A Honoria Wetherby le habría gustado saberlo, pero no lo sabía. Se encontraba a la puerta de la vicaría y esperaba que llegase la calesa. Después de ocupar un cargo nuevo, una de las primeras cosas que siempre hacía era sonsacar información al vicario local. Por desgracia, en aquella ocasión en que su necesidad de información era más acuciante que nunca, los comentarios del señor Postiethwaite eran vagos y no le servirían de mucha ayuda. Asintió para animarlo a hablar y se aferró a lo único que podía significar algo.

—¿La duquesa ha nacido en el extranjero? —preguntó.

—La duquesa madre —dijo el señor Postiethwaite—. Ahora le gusta que la llamen así, pero ¿extranjera? —Con la cabeza ladeada, consideró la cuestión—. Es posible que algunos la llamen así porque nació y se crio en Francia, pero lleva tanto tiempo entre nosotros que ya forma parte de este paisaje. En realidad —sus ojos se iluminaron—, es una especie de rasgo peculiar en nuestro limitado y monótono horizonte.

Eso Honoria ya lo había averiguado y por esa razón quería saber más.

—¿La duquesa madre se reúne con la congregación de fíeles?
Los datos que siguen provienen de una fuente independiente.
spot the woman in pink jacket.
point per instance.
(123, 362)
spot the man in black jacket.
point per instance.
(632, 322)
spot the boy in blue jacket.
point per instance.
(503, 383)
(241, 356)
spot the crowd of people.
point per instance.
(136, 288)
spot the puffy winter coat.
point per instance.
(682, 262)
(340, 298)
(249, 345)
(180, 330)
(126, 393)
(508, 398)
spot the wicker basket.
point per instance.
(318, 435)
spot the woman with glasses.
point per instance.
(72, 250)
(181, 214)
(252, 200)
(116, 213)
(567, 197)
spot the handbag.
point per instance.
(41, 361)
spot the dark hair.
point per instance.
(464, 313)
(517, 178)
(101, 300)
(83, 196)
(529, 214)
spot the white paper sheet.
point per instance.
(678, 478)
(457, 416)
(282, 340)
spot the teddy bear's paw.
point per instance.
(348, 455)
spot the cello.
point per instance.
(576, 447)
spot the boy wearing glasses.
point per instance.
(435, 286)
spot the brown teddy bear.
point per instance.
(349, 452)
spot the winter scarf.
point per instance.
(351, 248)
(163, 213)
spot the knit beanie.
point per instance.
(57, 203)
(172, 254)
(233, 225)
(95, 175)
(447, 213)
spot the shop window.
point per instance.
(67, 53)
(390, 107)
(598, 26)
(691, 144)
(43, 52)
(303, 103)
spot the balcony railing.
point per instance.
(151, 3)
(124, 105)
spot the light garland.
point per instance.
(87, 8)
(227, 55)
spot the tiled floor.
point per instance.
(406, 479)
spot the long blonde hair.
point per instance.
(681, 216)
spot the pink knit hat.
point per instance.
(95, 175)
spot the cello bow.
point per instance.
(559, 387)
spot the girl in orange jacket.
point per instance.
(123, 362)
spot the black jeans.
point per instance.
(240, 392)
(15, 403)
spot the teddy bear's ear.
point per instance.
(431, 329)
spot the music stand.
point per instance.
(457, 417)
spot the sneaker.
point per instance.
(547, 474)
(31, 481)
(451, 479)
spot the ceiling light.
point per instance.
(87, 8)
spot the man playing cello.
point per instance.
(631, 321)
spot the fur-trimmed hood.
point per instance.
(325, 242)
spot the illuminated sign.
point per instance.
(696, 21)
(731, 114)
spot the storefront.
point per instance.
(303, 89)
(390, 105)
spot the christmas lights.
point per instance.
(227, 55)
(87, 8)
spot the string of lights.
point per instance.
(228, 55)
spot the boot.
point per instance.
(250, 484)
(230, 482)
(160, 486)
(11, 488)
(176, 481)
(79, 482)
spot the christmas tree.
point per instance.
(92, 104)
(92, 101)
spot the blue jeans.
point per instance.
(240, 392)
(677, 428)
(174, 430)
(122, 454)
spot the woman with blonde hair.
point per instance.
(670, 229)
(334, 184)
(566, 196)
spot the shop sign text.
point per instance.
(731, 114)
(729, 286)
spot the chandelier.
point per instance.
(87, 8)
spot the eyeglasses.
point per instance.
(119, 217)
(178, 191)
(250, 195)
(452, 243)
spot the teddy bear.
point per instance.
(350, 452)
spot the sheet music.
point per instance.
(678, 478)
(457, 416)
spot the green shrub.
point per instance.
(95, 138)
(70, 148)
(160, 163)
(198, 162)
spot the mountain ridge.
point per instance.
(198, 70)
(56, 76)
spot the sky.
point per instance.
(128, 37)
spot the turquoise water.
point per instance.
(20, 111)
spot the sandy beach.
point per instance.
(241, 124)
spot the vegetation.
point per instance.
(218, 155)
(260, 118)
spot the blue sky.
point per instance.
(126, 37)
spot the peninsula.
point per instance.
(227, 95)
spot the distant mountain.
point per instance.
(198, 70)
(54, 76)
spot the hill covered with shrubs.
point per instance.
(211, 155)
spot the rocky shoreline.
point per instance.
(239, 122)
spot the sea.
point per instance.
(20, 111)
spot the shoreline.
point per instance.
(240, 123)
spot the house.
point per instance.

No veo armas ducales.

Con la mirada puesta en la iglesia de piedra pulida que se alzaba detrás de la vicaria, Honoria recordó las numerosas inscripciones conmemorativas que honraban a los difuntos de varias casas señoriales, entre ellas algunas ramas de los Claypole, la familia a cuya casa había llegado el sábado, pero en ningún lugar vio placas ducales con el nombre y los títulos inscritos.

—A veces —respondió el señor Postiethwaite—. Pero en la mansión hay una iglesia privada, estupendamente dirigida. El capellán es Merryweather. La devoción de la duquesa es cabal. —Sacudió la cabeza con tristeza—. Lo cual no es un rasgo habitual en esa familia.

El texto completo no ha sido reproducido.